ARTIGO XXII DA SÉRIE HABITAR E VIVER MELHOR
Os percursos de uma cidade habitada e a defesa da Arquitectura Urbana
António Baptista Coelho
Em primeiro lugar importa registar que se considera que o jogo das relações entre rua e casa e entre exterior e interior é, mais do muitos outros aspectos que podem (e devem) ser tomados em conta no que se refere à matéria urbanística, o verdadeiro ligante de uma intervenção urbana e de habitar consistente em termos de presente e futuro e em termos de interesses humanos e sociais.

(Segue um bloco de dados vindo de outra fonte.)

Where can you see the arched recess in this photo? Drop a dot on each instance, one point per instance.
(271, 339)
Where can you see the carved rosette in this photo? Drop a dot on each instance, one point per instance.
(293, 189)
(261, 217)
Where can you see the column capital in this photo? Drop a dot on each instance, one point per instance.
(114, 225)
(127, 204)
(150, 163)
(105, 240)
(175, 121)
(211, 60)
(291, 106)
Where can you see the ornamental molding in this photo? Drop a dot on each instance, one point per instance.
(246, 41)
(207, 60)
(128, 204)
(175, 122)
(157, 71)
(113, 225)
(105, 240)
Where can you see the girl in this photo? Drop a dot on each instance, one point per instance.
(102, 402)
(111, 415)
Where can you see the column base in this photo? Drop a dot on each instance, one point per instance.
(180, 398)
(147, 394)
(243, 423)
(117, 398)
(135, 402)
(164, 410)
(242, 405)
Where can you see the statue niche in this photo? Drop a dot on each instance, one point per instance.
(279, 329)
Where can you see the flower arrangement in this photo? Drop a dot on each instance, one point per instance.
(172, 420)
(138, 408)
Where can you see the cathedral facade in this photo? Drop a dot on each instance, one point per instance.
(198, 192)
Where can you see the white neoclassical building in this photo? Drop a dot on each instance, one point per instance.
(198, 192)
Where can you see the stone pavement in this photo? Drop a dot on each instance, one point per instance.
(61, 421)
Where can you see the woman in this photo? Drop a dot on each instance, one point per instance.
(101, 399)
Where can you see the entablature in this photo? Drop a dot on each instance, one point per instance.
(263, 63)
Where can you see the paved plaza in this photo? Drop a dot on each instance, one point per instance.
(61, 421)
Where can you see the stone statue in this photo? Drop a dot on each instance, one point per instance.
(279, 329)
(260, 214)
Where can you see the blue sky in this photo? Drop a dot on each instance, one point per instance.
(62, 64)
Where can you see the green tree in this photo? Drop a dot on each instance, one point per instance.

Em segundo lugar um brevíssimo comentário sobre a condição de, quando, se reflectir, aqui, em outros artigos desta série, sobre “as medidas do homem e as medidas da cidade”, matéria que se considera essencial na abordagem e na devida caracterização dos tais percursos vivos que devem relacionar interiores e exteriores de vizinhança, se usar o termo “medidas”, não apenas numa perspectiva dimensional e de bases para-dimensionais, mas também numa perspectiva fundamental de definição de escalas de intervenção adequadas e caracterizadoras e, ainda, mesmo de apontamento de recomendação de cuidados e acções preferenciais tando em vista o bem-estar humano e uma adequada e rica vivência/utilização citadina; matérias estas consideradas de grande importância, designadamente, no século das cidades, das mega-cidades e de um mundo mega-urbanizado.
- nos “pontos e zonas de ligação entre exteriores de uso público e interiores dominantemente domésticos;
- nas ruas e nos quarteirões associados a vizinhanças de proximidade;
- nos sítios de passagem, transição e vivência que são “motivos” essenciais de uma cidade viva e estimulante;
- nos sítios singulares e com carácter assinalável sem os quais nunca houve nem haverá cultura urbana;
- no leque de espaços de percurso e de identidade que constituem a vital rede capilar da vida citadina, ela própria fundação do carácter maior da respectiva cidade;
- e, finalmente, nas próprias, múltiplas e variadas relações, privilegiadas e mesmo caracterizadoras, que em todo este quadro físico se tem de estabelecer com os mais diversos tipos e soluções de edifícios; matéria última esta que consideramos essencial na reflexão sobre uma fundamental diversidade de oferta de soluções de habitar domésticas e urbanas.
Serão, assim, estas as matérias a tratar e comentar, sempre que possível, sublinhando-se que a ideia central nesta reflexão é sublinhar a importância de se passar, hoje em dia, decididamente, de uma fase disciplinar, que foi longa, em que a Arquitectura de edifícios e o Urbanismo eram considerados e abordados como disciplinas sensível ou até claramente distintas, o que frequentemente resultava mesmo em serem “opostas” em termos de objectivos e resultados fundamentais, para passarmos a um tempo em que Arquitectura e o Urbanismo se fundam totalmente e onde, nesta fusão, se entenda o papel central dos referidos relacionamentos, relações, transições, limiares, fusões tipológicas de edificado e espaço exterior, percursos estruturantes, pólos estratégicos, etc. ; e em poucas palavras no primado da do relacionameno mútuo e afirmado de espaços e ambientes, numa arquitectura urbana estratégica e atraentemente integrada.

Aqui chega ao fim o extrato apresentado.